The community devoted to "liminal space" photos takes hold on Reddit: empty places of passage that produce an unsettling familiarity. The tag existed before on Tumblr and scattered threads, but here it becomes a photographic genre with its own rules.

MAY 2019 — the Backrooms post

On 4chan (/x/) someone posts a yellowish photo of empty offices with damp carpet and humming fluorescents, with a caption: if you noclip out of reality, you end up in the Backrooms — 600 million square miles of empty rooms. The post becomes a collective creepypasta and catapults the liminal into internet's mainstream. (Note: the Backrooms are the horror branch; dreamcore will take the opposite road.)
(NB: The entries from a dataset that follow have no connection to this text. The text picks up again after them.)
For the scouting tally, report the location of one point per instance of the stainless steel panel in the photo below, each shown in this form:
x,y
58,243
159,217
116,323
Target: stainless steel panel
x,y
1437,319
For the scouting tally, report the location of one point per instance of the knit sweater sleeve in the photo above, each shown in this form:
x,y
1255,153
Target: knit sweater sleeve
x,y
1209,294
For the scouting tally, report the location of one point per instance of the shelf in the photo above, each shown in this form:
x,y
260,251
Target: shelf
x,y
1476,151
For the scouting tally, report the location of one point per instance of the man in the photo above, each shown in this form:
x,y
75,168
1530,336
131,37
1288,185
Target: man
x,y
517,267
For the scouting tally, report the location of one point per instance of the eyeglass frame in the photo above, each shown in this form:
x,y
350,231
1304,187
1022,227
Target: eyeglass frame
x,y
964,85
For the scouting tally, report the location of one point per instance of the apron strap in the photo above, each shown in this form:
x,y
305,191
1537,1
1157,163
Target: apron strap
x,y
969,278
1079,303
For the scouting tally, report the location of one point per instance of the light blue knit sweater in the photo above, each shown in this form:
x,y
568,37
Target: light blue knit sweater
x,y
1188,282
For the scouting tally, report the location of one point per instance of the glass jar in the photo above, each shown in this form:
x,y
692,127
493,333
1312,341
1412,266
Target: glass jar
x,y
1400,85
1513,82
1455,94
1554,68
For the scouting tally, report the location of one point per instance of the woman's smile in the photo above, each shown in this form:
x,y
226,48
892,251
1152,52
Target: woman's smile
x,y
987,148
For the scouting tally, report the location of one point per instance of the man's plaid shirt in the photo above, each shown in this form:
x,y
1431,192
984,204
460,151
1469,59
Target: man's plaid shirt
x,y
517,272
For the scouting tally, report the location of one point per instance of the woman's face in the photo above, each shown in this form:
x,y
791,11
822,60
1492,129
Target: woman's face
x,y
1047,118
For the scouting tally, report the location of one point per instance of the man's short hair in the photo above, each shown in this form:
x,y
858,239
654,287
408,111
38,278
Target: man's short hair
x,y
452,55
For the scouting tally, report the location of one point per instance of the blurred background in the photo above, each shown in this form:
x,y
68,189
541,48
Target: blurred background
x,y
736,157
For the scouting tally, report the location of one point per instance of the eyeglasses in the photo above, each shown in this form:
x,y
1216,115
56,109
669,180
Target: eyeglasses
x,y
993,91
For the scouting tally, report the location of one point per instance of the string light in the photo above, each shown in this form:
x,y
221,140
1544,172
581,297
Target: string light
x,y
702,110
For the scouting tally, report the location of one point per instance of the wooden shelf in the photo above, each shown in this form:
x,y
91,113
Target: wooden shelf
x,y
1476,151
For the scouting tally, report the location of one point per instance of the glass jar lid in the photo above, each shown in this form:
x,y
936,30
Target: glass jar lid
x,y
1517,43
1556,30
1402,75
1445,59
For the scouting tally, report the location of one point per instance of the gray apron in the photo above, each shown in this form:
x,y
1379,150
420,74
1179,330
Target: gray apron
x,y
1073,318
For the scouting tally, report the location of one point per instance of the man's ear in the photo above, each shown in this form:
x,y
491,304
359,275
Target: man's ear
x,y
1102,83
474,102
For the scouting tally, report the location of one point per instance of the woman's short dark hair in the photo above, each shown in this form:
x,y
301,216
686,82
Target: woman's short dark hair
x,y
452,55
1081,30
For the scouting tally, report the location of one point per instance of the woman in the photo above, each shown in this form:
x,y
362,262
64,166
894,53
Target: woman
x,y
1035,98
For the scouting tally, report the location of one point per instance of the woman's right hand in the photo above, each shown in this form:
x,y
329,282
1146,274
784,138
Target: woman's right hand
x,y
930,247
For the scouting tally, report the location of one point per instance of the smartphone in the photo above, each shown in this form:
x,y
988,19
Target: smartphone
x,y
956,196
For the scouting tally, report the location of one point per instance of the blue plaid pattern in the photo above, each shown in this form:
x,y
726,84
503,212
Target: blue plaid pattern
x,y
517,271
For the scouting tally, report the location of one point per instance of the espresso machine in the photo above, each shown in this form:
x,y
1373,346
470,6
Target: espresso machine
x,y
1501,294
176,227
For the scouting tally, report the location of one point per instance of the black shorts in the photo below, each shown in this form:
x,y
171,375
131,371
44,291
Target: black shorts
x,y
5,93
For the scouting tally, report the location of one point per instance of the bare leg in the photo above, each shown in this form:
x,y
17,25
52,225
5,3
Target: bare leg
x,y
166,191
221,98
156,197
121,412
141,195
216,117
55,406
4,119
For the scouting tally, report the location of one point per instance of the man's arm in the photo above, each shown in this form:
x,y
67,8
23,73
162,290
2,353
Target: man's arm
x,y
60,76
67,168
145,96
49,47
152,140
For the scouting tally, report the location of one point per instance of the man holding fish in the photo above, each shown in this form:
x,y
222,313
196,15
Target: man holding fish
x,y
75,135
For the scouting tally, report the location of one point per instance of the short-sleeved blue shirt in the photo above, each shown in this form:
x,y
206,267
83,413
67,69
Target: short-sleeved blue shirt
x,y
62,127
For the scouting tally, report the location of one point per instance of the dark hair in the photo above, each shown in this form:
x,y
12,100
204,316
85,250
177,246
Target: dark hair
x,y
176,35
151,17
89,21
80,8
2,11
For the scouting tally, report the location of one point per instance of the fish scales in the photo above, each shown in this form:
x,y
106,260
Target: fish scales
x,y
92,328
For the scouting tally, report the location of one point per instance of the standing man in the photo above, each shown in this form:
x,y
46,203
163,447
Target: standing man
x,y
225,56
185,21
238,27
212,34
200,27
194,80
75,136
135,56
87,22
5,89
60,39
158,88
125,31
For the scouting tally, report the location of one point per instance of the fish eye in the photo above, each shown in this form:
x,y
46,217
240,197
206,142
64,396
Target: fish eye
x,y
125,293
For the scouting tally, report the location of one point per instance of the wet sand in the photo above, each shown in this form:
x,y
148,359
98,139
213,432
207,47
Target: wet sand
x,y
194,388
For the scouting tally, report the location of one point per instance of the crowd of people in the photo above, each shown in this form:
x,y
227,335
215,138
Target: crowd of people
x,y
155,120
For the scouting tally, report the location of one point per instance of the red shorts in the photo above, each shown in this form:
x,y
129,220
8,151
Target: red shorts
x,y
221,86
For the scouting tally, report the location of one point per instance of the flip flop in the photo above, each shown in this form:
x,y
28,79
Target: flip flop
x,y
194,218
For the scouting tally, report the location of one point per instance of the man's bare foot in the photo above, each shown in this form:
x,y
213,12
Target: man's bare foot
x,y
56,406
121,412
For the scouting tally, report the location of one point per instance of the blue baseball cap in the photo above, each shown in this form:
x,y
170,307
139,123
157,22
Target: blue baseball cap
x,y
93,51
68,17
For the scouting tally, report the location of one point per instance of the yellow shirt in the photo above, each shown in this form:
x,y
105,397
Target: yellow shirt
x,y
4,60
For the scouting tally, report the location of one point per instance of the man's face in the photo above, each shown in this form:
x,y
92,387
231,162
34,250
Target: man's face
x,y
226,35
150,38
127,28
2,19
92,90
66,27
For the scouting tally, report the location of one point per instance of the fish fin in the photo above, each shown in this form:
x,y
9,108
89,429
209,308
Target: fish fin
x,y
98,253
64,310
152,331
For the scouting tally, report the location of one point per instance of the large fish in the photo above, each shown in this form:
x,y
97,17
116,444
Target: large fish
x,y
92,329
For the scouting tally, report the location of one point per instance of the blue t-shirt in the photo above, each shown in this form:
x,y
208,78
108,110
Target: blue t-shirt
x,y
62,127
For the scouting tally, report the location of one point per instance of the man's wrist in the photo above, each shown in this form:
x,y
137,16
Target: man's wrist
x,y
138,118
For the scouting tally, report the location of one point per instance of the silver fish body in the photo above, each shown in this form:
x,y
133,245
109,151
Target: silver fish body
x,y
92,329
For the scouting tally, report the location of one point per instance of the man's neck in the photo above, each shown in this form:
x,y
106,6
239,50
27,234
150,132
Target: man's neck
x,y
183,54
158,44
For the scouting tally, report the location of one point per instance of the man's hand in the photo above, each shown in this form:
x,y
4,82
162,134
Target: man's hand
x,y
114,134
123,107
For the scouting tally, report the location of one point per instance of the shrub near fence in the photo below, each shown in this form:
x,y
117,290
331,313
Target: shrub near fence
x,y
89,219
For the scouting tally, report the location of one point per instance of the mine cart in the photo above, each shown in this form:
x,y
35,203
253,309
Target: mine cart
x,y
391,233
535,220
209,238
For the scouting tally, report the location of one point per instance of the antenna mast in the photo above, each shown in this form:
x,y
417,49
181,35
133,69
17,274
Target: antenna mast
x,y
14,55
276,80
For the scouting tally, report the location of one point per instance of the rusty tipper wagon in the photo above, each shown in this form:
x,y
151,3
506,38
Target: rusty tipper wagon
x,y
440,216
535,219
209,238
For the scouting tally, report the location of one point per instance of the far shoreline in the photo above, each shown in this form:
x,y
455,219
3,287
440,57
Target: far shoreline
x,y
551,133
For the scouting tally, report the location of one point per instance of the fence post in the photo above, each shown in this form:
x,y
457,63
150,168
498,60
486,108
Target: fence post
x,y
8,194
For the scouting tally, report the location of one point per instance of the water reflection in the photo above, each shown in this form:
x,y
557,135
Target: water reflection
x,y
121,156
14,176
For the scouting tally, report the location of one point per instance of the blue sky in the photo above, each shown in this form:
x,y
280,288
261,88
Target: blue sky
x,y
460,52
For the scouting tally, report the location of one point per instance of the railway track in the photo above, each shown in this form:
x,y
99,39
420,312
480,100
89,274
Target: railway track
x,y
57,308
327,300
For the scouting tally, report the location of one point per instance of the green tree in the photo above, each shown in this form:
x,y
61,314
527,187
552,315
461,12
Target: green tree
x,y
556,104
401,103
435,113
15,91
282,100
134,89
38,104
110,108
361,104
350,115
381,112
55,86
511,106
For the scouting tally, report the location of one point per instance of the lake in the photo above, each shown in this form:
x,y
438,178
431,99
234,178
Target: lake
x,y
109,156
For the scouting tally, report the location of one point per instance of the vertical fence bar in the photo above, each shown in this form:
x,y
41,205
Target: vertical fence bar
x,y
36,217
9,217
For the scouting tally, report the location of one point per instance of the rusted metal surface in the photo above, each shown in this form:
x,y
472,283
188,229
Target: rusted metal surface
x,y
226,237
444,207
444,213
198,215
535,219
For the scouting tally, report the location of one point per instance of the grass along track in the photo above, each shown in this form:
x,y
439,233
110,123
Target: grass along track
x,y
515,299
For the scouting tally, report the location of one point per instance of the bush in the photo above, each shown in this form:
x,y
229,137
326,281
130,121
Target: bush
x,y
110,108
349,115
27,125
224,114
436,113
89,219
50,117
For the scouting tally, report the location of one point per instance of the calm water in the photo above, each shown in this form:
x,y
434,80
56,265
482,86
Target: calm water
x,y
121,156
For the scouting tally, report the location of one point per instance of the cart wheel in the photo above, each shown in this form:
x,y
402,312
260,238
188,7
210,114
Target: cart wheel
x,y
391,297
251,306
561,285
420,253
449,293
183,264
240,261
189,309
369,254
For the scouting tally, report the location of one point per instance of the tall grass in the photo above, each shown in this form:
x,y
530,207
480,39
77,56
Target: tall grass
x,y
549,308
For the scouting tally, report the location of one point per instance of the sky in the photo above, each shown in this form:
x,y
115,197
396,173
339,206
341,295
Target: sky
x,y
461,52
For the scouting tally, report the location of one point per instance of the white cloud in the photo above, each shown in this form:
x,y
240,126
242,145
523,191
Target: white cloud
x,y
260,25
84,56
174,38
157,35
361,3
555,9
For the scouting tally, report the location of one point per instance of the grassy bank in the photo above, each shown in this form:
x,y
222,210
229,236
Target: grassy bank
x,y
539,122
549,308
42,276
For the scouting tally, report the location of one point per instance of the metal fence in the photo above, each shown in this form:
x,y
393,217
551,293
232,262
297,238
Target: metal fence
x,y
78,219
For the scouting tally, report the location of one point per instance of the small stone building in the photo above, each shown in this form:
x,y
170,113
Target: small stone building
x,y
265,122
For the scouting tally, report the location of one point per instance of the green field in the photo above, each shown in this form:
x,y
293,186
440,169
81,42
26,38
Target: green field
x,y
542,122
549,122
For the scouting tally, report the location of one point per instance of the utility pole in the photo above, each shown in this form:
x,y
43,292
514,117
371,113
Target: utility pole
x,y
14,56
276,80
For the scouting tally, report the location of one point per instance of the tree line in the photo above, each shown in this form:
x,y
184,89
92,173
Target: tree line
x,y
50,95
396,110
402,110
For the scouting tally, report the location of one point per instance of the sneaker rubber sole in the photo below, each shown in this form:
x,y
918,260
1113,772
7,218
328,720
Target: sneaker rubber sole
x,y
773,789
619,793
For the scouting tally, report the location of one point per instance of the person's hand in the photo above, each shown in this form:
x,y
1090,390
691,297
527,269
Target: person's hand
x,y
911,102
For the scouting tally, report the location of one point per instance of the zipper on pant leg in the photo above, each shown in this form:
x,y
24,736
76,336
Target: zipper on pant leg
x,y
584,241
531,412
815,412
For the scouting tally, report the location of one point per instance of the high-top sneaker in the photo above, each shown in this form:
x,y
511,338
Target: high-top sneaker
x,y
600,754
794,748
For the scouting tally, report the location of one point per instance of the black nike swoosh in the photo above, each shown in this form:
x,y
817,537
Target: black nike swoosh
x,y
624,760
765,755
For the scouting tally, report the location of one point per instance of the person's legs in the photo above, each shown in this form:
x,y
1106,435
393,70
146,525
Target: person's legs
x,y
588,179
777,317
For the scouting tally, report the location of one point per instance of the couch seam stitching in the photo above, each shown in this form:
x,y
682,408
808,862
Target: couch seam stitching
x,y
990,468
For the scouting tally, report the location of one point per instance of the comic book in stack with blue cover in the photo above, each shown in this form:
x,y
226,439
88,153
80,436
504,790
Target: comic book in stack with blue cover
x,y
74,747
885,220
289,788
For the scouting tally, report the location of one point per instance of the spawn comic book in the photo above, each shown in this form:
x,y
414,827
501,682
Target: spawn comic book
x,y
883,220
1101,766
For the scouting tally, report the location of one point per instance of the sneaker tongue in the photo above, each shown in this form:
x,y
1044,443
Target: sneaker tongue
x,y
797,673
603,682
2020-2021: the pandemic and the boom

During lockdown, the real world turned genuinely liminal: empty airports, closed schools, shopping malls with no one in them. The photos that once looked otherworldly were now on the news. In that broth, TikTok and the aesthetics wikis (the Aesthetics Wiki, CARI — the Consumer Aesthetics Research Institute) crystallize the labels dreamcore and weirdcore as genres distinct from the liminal: no longer just photographed empty places, but collages and renders that recreate dream logic, with their floating eyes, their endless fields and their low-res text.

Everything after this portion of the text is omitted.